The Blues will be only the second St. Louis pro franchise to visit the White House after winning a league title. The Super Bowl XXXIV champion Rams never scheduled a visit after the 1999 season, for reasons that remain unclear.
The St. Louis Hawks of Bob Pettit, Cliff Hagan and Ed Macauley won the NBA title in the 1957-58 season. But the first White House visit for an NBA champion didn’t come until President John F. Kennedy, who was born in suburban Boston, invited the Boston Celtics in 1963.
For the last few decades, it has become customary for champions of major professional sports leagues — at least those from the United States — to visit the White House. As well as champions in college sports. But during the presidency of Donald J. Trump, only about half of those championship teams have visited the White House.
Some have not been invited by the president; others have decided not to attend. And in some cases, individual athletes from those teams have chosen not to attend.
In the case of the Blues, the team believes its entire roster will attend.
It’s a roster that currently includes only three U.S. players: forward Zach Sanford is from Salem, Mass.; forward Mackenzie MacEachern is from Bloomfield Hills, Mich.; and defenseman Justin Faulk is from South St. Paul, Minn.
The remainder of the roster includes 16 players from Canada, two from Sweden and two from Russia.
In addition, two retired players who were part of the Blues organization last season are expected to attend on Oct. 15: forward Chris Thorburn, who is from Sault Ste. Marie, Ontario, and defenseman and St. Louis native Chris Butler.

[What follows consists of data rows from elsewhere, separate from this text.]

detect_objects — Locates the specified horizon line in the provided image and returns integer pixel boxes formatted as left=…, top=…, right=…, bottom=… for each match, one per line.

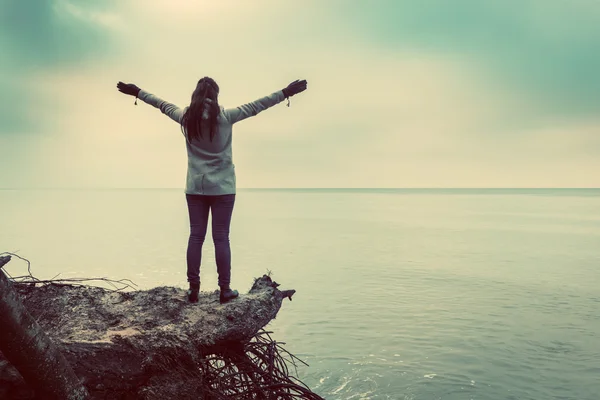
left=1, top=187, right=599, bottom=191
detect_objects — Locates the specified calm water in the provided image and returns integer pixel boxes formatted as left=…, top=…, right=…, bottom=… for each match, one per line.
left=2, top=188, right=600, bottom=399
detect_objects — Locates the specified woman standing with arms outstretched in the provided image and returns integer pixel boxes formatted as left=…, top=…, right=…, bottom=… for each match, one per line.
left=117, top=77, right=308, bottom=303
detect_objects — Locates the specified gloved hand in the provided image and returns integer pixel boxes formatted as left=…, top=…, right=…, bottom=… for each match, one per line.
left=282, top=79, right=307, bottom=98
left=117, top=81, right=141, bottom=97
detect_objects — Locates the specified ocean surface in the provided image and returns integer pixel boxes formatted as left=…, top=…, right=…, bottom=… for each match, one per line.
left=1, top=188, right=599, bottom=399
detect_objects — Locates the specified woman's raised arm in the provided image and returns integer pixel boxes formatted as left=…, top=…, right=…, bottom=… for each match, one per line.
left=225, top=79, right=307, bottom=124
left=117, top=81, right=184, bottom=124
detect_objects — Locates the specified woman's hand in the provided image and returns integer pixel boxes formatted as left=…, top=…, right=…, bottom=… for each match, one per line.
left=282, top=79, right=307, bottom=98
left=117, top=81, right=141, bottom=97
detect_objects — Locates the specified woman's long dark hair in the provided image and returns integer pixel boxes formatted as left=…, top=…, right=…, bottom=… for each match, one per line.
left=181, top=77, right=220, bottom=142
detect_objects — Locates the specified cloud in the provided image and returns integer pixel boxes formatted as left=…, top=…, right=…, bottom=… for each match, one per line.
left=0, top=0, right=122, bottom=134
left=329, top=0, right=600, bottom=117
left=1, top=0, right=599, bottom=188
left=0, top=0, right=121, bottom=67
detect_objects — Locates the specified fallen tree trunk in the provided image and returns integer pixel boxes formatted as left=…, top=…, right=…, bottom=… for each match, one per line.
left=0, top=255, right=89, bottom=399
left=0, top=256, right=303, bottom=399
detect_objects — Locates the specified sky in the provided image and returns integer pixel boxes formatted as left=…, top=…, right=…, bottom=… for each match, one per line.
left=1, top=0, right=599, bottom=188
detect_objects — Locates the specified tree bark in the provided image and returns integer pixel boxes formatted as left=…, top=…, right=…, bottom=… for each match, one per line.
left=0, top=268, right=295, bottom=399
left=0, top=255, right=89, bottom=399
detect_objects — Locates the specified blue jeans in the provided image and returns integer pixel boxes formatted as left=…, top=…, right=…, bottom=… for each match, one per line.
left=185, top=194, right=235, bottom=287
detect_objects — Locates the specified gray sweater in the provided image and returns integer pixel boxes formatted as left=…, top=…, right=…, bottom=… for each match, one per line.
left=138, top=89, right=286, bottom=195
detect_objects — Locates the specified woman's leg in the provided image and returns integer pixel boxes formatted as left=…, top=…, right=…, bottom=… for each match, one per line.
left=186, top=194, right=210, bottom=285
left=210, top=194, right=236, bottom=288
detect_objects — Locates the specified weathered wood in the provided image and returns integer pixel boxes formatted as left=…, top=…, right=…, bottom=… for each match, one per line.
left=0, top=274, right=295, bottom=398
left=0, top=255, right=10, bottom=269
left=0, top=255, right=89, bottom=399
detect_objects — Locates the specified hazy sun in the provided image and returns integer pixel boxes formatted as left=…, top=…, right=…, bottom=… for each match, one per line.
left=146, top=0, right=237, bottom=20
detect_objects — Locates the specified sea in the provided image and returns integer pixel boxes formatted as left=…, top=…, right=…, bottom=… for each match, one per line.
left=1, top=188, right=599, bottom=399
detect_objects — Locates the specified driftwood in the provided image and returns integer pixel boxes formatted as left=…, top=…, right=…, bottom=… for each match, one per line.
left=0, top=255, right=89, bottom=399
left=0, top=254, right=321, bottom=399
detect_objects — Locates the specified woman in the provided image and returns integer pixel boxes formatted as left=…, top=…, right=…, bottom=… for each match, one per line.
left=116, top=77, right=308, bottom=304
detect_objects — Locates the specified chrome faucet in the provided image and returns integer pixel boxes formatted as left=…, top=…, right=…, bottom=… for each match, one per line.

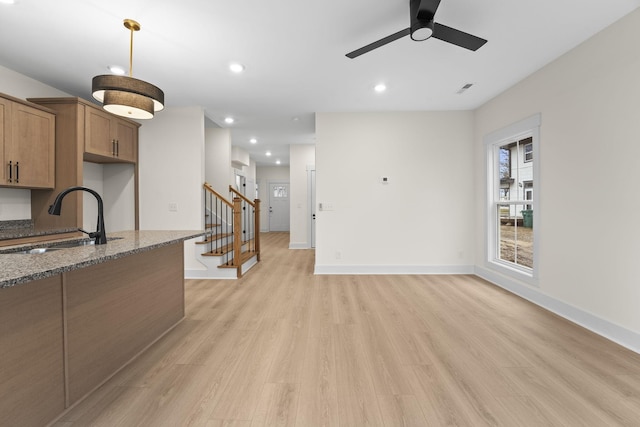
left=48, top=186, right=107, bottom=245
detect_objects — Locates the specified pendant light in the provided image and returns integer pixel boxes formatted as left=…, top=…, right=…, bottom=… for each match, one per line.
left=92, top=19, right=164, bottom=119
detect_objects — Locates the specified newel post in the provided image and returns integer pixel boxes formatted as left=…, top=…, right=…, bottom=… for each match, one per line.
left=254, top=199, right=261, bottom=261
left=233, top=197, right=242, bottom=278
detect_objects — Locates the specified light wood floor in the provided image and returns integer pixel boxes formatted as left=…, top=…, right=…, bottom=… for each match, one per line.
left=54, top=232, right=640, bottom=426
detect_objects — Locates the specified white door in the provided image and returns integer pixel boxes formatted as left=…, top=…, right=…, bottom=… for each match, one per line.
left=269, top=182, right=290, bottom=231
left=310, top=170, right=316, bottom=248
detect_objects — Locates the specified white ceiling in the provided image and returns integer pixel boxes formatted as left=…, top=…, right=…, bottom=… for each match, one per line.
left=1, top=0, right=639, bottom=166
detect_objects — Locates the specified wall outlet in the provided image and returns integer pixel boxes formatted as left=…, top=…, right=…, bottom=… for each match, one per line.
left=168, top=203, right=178, bottom=212
left=335, top=251, right=341, bottom=260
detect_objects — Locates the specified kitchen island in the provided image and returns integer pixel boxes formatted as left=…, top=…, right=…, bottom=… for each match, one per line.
left=0, top=230, right=202, bottom=427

“I’m looking forward to it,” goalie Jake Allen said. “Whatever your view on politics is, it’s your own personal thing. But just the experience of going and seeing (the White House), not many people get that chance. It’s going to be pretty neat.”
Allen has never been inside the White House.
“I’ve been outside, around the fence and that stuff,” Allen said. “But just a regular tourist.”
Not only has forward Oskar Sundqvist been inside the White House, he’s been there for a championship visit as a member of the Pittsburgh Penguins following the 2015-16 season during the last year of the Barack Obama administration.
Sundqvist was also part of the Pittsburgh organization that repeated as Stanley Cup champions in 2016-17. But he was a member of the Blues by the time that Penguins team visited the Trump White House in October 2017, and Sundqvist did not attend.
“It’s a special house,” said Sundqvist, who is from Boden, Sweden. “It’s something you’re going to remember for the rest of your life. How it looks in there. How cool it is in there.
“Usually you get a tour in the beginning, and then you wait for the president to come. He shakes everyone’s hand. And then he’s having like a little speech in his media room and stuff like that. Usually, you give out a gift for him.”
As for Stillman, he once worked as a lawyer with the U.S. Department of Commerce, so he’s been to the White House for meetings.
“But not as part of a tour,” he said.
During several recent White House trips by championship teams, including the Clemson football team, the North Dakota State football team and the Baylor women’s basketball team, the guests have been served fast food.
It’s not known if the Blues will be fed, but if that’s the case, Stillman noted: “I’d really prefer the Sausage Egg McMuffin. I really think the Sausage Egg McMuffin is kind of a delicacy.”
Tom Timmermann of the Post-Dispatch staff contributed to this story.